Final Results and Interpretation
At the end of this journey, it is time to draw a clear assessment of the performances achieved. Over the 2022–2024 test period, we obtain the following results:
- Persistence Model (Naive Baseline): \(\approx\) 56,400 MWh MAE
- Autoregressive Model + Calendar Variables: \(\approx\) 26,300 MWh MAE
- Final Model (Linear Base + Weather-Based Residual Correction): \(\approx\) 24,300 MWh MAE
- RTE Day-Ahead Proxy Forecast: \(\approx\) 25,900 MWh MAE
The cumulative gain compared to the initial baseline is substantial: the average error is cut by more than half relative to the persistence model.
While the comparison with RTE’s proxy forecast must be interpreted with caution—mainly due to the use of ERA5 reanalysis data in our experimental pipeline—achieving a performance level within the same order of magnitude using a relatively simple model built solely from public data is a highly encouraging result.
What stands out as particularly interesting in this study is not just the final score, but the mechanism through which the improvement was achieved.
The 14-day autoregressive history delivers by far the largest gain: it captures the natural inertia of electricity consumption and drastically reduces the error of the naive baseline. The calendar variables (weekdays, weekends, public holidays) then follow up to better capture the system's behavioral regularities.
The contribution of weather data is more subtle. When injected directly into a global model, the thermal variables provided relatively little extra information. Their contribution becomes truly effective only when the problem is reframed as a residual correction. This approach allows the weather model to focus specifically on the discrepancies that the AR + calendar structure fails to explain properly.

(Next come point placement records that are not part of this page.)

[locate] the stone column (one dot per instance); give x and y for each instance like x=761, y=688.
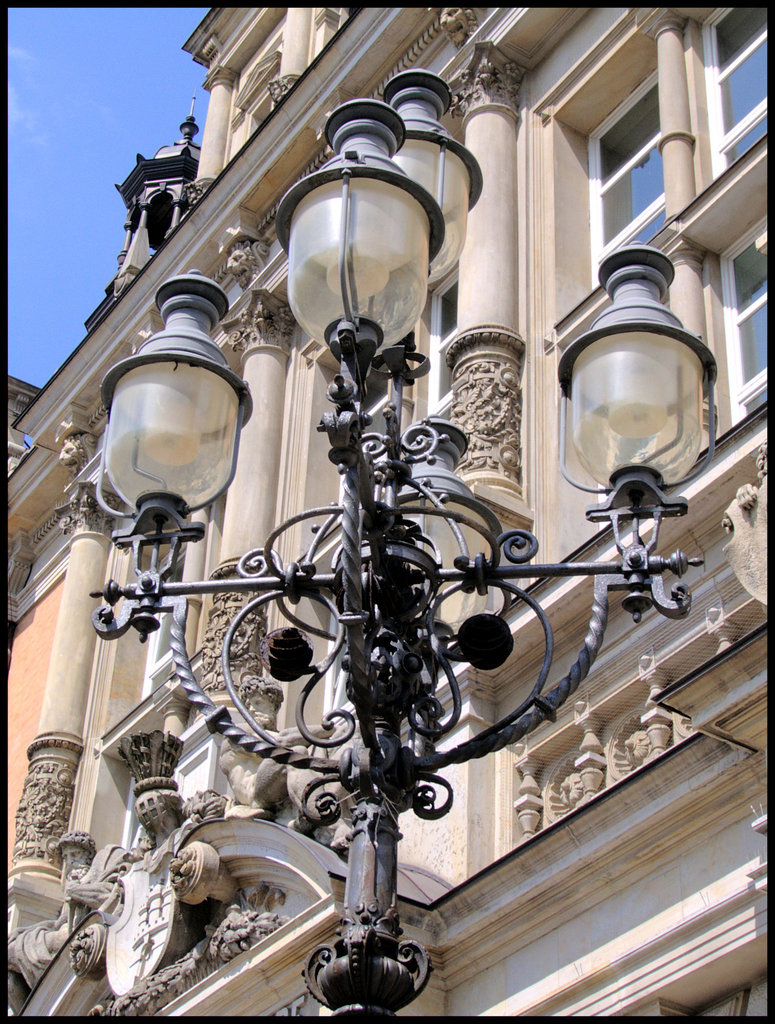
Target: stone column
x=219, y=84
x=261, y=333
x=487, y=352
x=43, y=813
x=677, y=142
x=296, y=34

This two-tier decomposition—a simple, interpretable base model for the general dynamics, paired with a dedicated corrector for meteorological variations—proved particularly efficient. It illustrates a core principle in modeling: a well-structured problem can sometimes yield greater rewards than a brute-force increase in algorithmic complexity.
However, several major limitations should be kept in mind
First, our model remains an "offline" system. The ERA5 data used here consists of reanalyses produced ex-post by assimilating real-world weather observations. In a true day-ahead operational forecasting system, these data would not be available in this form. They would have to be replaced by operational weather forecasts, which are inherently more uncertain and noisier.
Second, certain long-term structural shifts are not yet explicitly modeled. These include the impact of the COVID-19 pandemic, the evolution of the French energy mix, the rapid rise of solar photovoltaics, the gradual electrification of energy uses, and shifts in consumer behavior. In a more advanced framework, these phenomena might require adding new explanatory variables or frequently updating the model.
Despite these limitations, this tutorial demonstrates that it is entirely possible to build a robust, interpretable, and competitive energy forecasting system using relatively simple tools—provided that the structure of the problem is carefully thought out.